One thing is for certain, the defense is still more than just a bit fragile. There were more than a few problems and ‘Spanish Dave’ De Gea was fortunate that Jonny Evans got back to spare him after a sloppy 28th minute error almost let in Matt Phillips. Debutante Marcos Rojo, picked ahead of a recuperated Luke Shaw at left-back, made a couple of mistakes that higher quality opponents would have pounced on. Nevertheless, all vulnerabilities aside, Tyler Blackett enjoyed himself at the back and improves with every game.
Falcao, restricted to a substitute’s role after performing for Colombia against Brazil on Wednesday in Miami, began warming up to raucous acclaim in the 58th minutes and he looked genuinely moved as the Stretford End repeatedly sang his name.
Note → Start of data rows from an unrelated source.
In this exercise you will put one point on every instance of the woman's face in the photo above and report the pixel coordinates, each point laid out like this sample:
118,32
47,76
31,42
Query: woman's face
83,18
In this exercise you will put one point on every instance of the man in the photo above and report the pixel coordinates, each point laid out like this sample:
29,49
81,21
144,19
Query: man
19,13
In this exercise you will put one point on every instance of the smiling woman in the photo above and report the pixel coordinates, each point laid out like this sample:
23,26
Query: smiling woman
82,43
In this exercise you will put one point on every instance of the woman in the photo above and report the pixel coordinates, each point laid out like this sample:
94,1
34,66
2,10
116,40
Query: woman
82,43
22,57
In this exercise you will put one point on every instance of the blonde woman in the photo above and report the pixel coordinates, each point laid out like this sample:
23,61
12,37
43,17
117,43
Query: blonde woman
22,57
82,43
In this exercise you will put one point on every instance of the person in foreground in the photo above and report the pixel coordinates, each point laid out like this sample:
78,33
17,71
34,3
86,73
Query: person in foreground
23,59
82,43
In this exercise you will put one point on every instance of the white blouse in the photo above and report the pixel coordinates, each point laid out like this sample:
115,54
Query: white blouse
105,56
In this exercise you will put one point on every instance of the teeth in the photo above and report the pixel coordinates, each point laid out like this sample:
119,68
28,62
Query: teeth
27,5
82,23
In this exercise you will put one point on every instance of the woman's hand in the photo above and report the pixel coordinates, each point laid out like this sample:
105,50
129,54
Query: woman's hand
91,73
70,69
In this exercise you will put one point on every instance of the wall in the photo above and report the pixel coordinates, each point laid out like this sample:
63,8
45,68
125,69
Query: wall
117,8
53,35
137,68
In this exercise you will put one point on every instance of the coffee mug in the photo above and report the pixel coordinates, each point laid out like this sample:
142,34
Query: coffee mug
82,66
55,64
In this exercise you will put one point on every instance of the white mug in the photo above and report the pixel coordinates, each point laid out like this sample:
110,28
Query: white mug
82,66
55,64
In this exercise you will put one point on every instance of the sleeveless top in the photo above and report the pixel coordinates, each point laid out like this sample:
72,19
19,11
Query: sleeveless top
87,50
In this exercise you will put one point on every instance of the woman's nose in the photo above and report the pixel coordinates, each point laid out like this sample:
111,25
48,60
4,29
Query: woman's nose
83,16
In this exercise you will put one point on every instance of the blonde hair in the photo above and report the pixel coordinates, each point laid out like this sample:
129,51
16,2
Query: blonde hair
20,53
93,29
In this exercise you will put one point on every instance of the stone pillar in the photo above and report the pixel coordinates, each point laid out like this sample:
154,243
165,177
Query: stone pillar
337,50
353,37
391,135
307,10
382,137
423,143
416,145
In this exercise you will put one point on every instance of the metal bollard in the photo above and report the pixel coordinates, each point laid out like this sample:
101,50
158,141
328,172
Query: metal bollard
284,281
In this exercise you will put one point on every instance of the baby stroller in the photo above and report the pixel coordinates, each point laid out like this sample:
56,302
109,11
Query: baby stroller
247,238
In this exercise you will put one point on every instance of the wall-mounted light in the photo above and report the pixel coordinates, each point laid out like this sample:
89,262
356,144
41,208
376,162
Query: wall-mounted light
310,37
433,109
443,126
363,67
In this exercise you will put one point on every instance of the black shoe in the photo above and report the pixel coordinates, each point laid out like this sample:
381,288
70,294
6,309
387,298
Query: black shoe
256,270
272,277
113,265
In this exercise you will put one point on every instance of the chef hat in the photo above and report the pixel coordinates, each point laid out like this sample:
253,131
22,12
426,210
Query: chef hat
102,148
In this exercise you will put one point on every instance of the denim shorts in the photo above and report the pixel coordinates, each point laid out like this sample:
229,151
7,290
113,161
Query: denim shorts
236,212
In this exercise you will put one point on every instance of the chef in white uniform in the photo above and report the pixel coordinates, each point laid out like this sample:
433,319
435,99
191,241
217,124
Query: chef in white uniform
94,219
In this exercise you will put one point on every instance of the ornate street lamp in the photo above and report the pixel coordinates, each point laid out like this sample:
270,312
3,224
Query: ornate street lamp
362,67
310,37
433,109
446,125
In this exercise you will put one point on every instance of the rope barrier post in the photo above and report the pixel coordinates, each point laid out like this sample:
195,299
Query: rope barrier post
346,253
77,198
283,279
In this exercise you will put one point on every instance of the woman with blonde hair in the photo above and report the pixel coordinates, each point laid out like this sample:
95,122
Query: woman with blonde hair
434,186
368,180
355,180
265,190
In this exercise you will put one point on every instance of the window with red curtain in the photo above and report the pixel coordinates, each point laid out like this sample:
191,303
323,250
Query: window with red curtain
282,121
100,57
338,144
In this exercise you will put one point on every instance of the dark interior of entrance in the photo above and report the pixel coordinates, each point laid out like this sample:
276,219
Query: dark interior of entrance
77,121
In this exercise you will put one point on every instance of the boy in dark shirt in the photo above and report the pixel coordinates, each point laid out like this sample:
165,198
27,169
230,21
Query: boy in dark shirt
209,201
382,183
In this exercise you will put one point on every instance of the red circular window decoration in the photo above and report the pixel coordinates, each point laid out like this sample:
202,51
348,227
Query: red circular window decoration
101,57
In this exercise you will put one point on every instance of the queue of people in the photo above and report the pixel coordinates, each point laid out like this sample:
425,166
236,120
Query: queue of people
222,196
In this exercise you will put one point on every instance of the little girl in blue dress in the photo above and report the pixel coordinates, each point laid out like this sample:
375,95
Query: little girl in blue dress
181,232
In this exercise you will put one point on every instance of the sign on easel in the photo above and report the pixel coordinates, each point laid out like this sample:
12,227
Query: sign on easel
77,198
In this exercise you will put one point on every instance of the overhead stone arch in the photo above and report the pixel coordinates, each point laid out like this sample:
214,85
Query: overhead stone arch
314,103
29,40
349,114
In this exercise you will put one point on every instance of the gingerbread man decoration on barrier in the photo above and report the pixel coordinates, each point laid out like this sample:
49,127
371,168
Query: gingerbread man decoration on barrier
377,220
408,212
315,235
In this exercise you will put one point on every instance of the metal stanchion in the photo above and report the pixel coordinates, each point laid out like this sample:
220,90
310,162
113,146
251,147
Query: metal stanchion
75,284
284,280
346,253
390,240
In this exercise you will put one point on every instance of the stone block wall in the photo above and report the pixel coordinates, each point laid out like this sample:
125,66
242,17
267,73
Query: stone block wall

A new song in anticipation of his impending arrival. Seconds later, Di María picked out Juan Mata who ever-so-casually pushed home a fourth goal. The stadium erupted. As loud as Old Trafford has been in six seasons.
When Falcao did make it onto the pitch to replace Mata, he arrived wearing one pink boot, one blue and a beatific grin. And only minutes later, a shellshocked QPR were extremely fortunate that Green sprinted quickly enough off his line to push aside a debut goal for the Stretford End’s brand-new darling lad.
The latter part of the game was a desperate effort to limit any further punishment being meted out by United. Harry Redknapp’s team, which had seemed so lost and intimidated for the first hour performed with a more marked sense of integrity for the final half-hour.
“I think United will be coming into their own again almost immediately,” a smiling Rio Ferdinand said after the game. “The club and I miss each other a lot already.”